“Oggi di chef ce ne sono e magari tutti degni di apprezzamento. Non sta a me giudicare. Voglio solamente raccontarvi di Marco Merola, nato nel 1980. Perché vi racconto di lui? Perché è un esempio di coraggio e indipendenza. Immaginatevi, ha iniziato a interessarsi di pizza e della sua preparazione che aveva tredici anni ed è andato avanti. Ha proseguito. Ha cavalcato l’onda più alta, da sempre, perché è quella più difficile da seguire, ma è anche quella che una volta governata di porta più lontano. E lui l’ha fatto, non ha indugiato, mai, non si è disperso, anzi. Ha insegnato al Gambero Rosso dal 2001 fino al 2010 e questo è già un traguardo. Nel frattempo, anni prima, si è pure diplomato, scuole pubbliche. Ed eccolo sulla scena: nel 1998 preparare impasti speciali per il ristorante Maremma a Roma dislocato anche a Viale Parioli, ma le cose più significative, che sottolineano il suo impegno, sono le sue consulenze e preparazione di impasti per conto di Giolitti a Istanbul e a Dubai, non solo nella preparazione del forno, ma anche nell’impasto e nella cottura della pizza, perché dovete sapere che oltre agli impasti e alla lievitazione naturale di 72 ore, è fondamentale una giusta cottura in un forno adeguato. Marco Merola è anche un esperto nella scelta dei materiali per la costruzione d’un forno perfetto per pizze e non solo. Al giorno d’oggi si avvale d’un laboratorio, di basi precotte per l’estero e a Ginevra è consulente dei ristorante Daje che alla romana si potrebbe tradurre: “e facciamolo!”, oppure “e andiamo!”, con le sue scelte innovative di farine per creare una pizza digeribile e fragrante al palato con un gusto speciale.
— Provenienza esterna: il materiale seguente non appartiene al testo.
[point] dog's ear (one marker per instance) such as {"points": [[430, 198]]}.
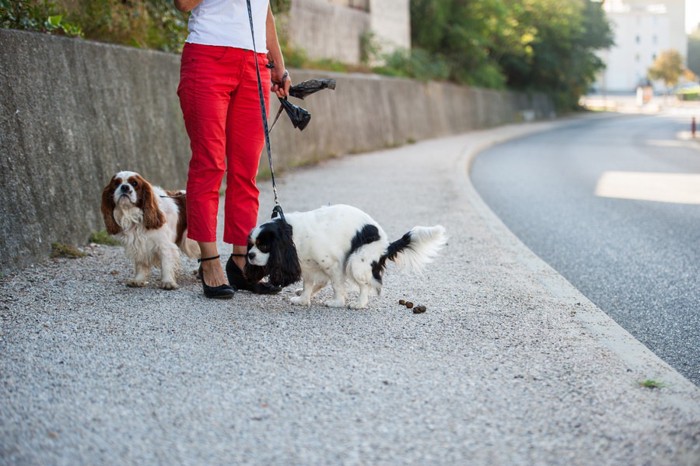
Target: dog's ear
{"points": [[107, 209], [283, 265], [255, 273], [153, 218]]}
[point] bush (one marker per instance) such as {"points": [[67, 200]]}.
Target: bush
{"points": [[36, 15]]}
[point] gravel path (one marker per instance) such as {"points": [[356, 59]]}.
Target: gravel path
{"points": [[509, 365]]}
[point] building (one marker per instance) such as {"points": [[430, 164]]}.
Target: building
{"points": [[337, 29], [642, 30]]}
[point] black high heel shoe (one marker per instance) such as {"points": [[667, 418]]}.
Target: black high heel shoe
{"points": [[215, 292], [240, 282]]}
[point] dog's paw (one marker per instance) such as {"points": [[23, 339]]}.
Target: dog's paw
{"points": [[136, 283], [300, 301]]}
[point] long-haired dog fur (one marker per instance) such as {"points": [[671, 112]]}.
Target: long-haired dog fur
{"points": [[152, 225], [336, 244]]}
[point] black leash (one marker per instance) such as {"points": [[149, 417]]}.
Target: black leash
{"points": [[277, 210]]}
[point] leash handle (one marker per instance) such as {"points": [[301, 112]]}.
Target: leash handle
{"points": [[277, 209]]}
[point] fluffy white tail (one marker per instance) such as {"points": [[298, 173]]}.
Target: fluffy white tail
{"points": [[416, 248]]}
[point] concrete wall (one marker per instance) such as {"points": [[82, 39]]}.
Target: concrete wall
{"points": [[73, 112]]}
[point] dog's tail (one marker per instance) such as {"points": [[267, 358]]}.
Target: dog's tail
{"points": [[414, 249]]}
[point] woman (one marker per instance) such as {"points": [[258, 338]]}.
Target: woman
{"points": [[221, 106]]}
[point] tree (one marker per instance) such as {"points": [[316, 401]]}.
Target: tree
{"points": [[694, 51], [668, 67]]}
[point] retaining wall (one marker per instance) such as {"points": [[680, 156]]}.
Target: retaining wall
{"points": [[74, 112]]}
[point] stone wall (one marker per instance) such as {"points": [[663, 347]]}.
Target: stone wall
{"points": [[74, 112]]}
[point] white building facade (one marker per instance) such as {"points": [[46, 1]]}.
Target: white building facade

Collabora come consulente pure con Ciampini a piazza di Spagna a Roma. Andare avanti sarebbe inutile, troppe notizie non fanne che distrarre. A proposito di distrazione è pure docente all’UPTER, Università Popolare. Ma non posso certo tacere che è stato ospite, invitato, alla Prova del Cuoco e per tre volte a Porta a porta, programma condotto da Bruno Vespa, ed è arrivato secondo, secondo? Non bisogna mai approfondire troppo sui premi, su 1200 pizzaioli al concorso Alice Master Pizza. Senza polemiche, ovviamente.
Il suo punto forte e innovativo è il suo ristorante, Piacere Marco Merola, con una scelta di piatti di carne e pesce freschissimo, a giorni prestabili, inoltre, con prezzi accessibili, per non parlare della scelta dei vini da degustare.
Nel panorama italiano Marco Merola è un esempio unico di caparbietà e di forza lavorativa che ha pochi uguali. Non voglio certo elogiare uno chef fra tanti: elogio la sua capacità di cavalcare l’onda lunga che lo porterà a un successo meritato e sicuro. Incentiviamo Marco Merola a restare con noi ancora per molto tempo. La tradizione della cucina italiana va mantenuta e preservata ed è quello che si è prefisso. Non va certo tralasciato o dimenticato”.